— Оно и лучше, пусть вырвет, — сейчас я тебе холодной воды принесу.
Фрося суетилась, мочила в ведре полотняные тряпки и прикладывала их к посиневшему животу женщины, где широким пятном разлился след приклада. Банючиха, следя за ней глазами, тихо стонала.
— Ох, Фрося, ни кусочка, ни кусочка хлеба ни один не получил… Вымрут, бедняги, наверняка вымрут… Подумать только, по своей деревне шли, а никто им помочь не смог, никто ни крошки дать не смог, ни накормить, ни напоить… На своей земле погибать придется… И куда это их потащили?
— Говорят, в Рудах есть лагерь. Туда, наверно.

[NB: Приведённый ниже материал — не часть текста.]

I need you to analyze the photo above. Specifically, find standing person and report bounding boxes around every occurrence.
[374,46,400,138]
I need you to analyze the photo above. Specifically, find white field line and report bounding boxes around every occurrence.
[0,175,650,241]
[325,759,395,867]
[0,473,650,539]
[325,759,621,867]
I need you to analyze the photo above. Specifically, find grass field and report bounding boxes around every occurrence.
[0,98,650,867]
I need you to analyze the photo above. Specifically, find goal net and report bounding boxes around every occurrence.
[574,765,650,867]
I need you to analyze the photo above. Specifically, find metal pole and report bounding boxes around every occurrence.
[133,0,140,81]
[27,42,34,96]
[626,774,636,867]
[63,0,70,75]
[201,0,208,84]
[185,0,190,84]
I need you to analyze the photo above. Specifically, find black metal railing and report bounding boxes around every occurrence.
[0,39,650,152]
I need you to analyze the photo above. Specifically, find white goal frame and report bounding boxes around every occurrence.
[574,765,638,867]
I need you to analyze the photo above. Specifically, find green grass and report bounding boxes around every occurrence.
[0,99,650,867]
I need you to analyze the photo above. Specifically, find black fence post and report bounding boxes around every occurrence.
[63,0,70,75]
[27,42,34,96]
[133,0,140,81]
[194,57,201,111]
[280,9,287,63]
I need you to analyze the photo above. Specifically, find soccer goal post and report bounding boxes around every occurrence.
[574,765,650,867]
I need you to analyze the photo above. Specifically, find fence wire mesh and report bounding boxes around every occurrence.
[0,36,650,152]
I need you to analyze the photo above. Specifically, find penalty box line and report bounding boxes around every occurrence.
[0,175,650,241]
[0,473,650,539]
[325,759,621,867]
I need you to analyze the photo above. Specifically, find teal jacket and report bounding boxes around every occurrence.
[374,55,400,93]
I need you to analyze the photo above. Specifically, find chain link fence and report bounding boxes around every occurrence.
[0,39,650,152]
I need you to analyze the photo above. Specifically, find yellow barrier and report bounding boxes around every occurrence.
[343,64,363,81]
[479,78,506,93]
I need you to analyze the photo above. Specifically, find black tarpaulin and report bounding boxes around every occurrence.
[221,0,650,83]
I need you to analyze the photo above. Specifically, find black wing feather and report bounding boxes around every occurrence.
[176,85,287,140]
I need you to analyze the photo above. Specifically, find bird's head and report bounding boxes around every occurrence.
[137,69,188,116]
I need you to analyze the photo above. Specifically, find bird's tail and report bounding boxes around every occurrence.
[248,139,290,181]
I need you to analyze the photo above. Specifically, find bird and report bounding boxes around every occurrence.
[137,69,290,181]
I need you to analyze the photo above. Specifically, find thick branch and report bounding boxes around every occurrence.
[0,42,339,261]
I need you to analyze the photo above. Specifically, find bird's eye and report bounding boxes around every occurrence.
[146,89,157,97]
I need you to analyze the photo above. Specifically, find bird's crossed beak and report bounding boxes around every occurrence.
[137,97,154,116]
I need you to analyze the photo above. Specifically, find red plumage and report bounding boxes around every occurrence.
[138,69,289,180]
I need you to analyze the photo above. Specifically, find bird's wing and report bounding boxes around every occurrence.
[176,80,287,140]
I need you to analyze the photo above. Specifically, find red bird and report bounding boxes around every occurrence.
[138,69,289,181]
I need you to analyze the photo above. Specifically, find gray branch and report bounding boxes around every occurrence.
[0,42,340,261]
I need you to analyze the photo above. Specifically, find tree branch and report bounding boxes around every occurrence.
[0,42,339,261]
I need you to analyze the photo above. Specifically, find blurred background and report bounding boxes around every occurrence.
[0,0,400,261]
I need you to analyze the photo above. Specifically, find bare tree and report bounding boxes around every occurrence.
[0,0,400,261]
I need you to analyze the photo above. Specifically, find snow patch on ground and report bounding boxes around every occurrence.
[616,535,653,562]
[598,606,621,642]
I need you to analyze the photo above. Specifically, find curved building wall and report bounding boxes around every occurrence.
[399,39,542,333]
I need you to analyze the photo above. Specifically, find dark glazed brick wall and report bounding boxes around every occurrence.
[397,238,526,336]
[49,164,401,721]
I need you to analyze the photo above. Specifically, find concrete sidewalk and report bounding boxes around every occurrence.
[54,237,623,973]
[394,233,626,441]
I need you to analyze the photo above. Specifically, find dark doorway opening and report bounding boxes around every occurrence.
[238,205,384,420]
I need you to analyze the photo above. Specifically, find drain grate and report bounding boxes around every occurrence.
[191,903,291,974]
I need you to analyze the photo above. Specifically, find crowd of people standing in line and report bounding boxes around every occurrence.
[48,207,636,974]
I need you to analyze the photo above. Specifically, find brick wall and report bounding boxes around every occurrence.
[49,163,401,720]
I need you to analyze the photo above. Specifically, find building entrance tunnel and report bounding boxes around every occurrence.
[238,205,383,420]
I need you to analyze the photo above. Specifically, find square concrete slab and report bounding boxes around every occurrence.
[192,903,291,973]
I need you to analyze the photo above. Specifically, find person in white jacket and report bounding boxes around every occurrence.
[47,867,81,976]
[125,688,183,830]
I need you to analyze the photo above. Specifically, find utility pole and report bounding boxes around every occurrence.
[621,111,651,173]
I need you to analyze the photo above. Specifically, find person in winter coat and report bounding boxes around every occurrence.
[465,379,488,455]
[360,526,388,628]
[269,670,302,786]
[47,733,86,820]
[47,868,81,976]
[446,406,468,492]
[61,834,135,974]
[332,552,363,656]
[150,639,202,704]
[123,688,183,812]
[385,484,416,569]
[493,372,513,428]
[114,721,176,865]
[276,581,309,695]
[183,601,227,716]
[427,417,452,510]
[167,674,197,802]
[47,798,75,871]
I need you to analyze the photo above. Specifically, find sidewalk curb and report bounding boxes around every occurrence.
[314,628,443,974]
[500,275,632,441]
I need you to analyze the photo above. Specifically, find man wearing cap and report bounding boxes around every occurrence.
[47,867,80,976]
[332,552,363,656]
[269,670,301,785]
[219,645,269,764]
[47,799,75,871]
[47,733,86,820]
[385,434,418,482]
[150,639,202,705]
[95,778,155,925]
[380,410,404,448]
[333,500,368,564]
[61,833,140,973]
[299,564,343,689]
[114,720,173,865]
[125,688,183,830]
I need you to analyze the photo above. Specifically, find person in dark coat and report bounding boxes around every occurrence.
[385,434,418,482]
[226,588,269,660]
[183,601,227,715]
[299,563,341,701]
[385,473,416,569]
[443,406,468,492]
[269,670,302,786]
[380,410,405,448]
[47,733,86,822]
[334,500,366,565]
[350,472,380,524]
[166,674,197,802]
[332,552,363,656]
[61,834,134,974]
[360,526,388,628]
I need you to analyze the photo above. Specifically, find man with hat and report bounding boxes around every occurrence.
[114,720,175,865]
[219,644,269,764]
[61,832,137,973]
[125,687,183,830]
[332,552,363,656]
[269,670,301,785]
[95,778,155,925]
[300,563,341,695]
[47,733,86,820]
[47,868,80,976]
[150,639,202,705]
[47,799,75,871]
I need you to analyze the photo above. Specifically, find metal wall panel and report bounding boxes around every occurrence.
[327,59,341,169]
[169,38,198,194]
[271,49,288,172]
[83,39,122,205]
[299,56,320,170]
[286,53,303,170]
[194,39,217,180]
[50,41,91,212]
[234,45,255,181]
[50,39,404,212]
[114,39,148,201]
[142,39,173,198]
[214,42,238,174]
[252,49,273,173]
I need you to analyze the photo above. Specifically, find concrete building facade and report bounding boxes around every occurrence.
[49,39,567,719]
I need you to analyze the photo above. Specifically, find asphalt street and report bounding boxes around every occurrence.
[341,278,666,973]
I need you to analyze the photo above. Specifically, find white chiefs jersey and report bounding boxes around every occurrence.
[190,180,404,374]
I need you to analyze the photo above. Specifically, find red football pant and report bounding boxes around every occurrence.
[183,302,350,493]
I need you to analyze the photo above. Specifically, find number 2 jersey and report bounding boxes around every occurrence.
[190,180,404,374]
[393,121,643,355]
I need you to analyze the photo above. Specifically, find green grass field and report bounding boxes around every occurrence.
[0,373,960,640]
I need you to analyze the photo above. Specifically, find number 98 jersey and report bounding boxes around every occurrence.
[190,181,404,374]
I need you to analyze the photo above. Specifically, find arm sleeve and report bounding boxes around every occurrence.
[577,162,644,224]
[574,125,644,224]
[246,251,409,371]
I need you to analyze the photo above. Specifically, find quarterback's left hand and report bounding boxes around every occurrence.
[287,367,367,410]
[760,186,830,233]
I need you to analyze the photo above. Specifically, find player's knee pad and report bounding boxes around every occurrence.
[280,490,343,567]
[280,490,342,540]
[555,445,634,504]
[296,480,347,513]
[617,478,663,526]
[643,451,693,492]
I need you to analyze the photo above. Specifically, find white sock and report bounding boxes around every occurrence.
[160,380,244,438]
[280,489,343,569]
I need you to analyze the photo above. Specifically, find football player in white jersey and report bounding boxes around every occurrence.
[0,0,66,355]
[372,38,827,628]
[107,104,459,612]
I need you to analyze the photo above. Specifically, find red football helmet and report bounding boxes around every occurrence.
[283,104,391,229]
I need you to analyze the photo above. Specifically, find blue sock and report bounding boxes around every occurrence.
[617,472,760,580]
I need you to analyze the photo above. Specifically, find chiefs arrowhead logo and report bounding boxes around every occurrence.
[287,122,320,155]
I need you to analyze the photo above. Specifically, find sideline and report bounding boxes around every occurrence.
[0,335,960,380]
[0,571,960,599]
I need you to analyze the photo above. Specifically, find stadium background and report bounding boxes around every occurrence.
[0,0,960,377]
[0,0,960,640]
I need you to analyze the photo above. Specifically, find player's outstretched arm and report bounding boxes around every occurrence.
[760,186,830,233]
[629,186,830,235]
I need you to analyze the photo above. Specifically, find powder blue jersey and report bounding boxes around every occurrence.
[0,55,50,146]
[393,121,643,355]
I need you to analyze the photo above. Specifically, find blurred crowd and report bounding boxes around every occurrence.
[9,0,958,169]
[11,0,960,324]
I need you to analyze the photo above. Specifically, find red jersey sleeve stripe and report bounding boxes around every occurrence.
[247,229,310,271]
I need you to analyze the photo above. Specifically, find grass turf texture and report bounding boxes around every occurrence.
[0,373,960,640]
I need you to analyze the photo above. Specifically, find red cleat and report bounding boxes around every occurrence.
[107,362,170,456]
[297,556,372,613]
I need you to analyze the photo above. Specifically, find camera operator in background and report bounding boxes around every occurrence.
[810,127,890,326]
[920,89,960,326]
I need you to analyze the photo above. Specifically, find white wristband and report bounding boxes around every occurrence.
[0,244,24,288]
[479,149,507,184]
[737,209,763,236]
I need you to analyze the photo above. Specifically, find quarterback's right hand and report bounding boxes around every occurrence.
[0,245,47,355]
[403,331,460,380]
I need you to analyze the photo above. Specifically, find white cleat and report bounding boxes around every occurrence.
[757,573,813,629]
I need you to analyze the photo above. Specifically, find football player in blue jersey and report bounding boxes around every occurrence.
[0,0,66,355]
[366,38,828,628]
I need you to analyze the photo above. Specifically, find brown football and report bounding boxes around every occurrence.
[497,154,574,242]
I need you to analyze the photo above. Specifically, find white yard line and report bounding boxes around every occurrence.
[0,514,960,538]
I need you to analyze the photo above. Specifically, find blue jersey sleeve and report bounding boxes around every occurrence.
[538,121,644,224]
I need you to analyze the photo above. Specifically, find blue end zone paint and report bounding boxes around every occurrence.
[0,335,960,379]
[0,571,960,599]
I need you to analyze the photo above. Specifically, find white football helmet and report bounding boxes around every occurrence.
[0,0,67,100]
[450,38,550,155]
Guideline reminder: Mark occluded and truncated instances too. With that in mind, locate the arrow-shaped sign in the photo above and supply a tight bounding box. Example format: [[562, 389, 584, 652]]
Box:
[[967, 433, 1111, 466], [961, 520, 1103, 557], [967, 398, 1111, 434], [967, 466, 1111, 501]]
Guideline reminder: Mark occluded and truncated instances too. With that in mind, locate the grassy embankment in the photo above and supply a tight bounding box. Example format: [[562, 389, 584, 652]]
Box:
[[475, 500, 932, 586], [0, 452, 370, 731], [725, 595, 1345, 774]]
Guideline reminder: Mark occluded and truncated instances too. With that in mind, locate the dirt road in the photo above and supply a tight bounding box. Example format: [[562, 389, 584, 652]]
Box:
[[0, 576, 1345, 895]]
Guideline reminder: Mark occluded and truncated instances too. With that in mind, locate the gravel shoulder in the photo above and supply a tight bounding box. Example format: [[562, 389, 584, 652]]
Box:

— Куда им до Руд дойти? Они едва на ногах держатся. До Руд-то сколько верст? Нет, не дойдут, так по дороге их и поубивают, как тех двух…
— Ребятишки побежали за околицу разбросать хлеб по дороге, они пособирают, может, немцы не заметят, не догадаются…
— Только бы они разбросали, как следует… На середину дороги, наши-то впереди идут, конвоиры потом…
— Уж ребята там обдумают, как лучше, — успокаивала ее Фрося. — Ребята у нас — золото! Сами знаете.
Банючиха молча кивнула головой. Ей вдруг захотелось спать, по телу разлилась неприятная слабость, тошнило. Но больше всего мучило воспоминание о лихорадочных глазах пленного красноармейца, глубоко запавших, о быстром, жадном движении, когда он потянулся за хлебом, которого не получил.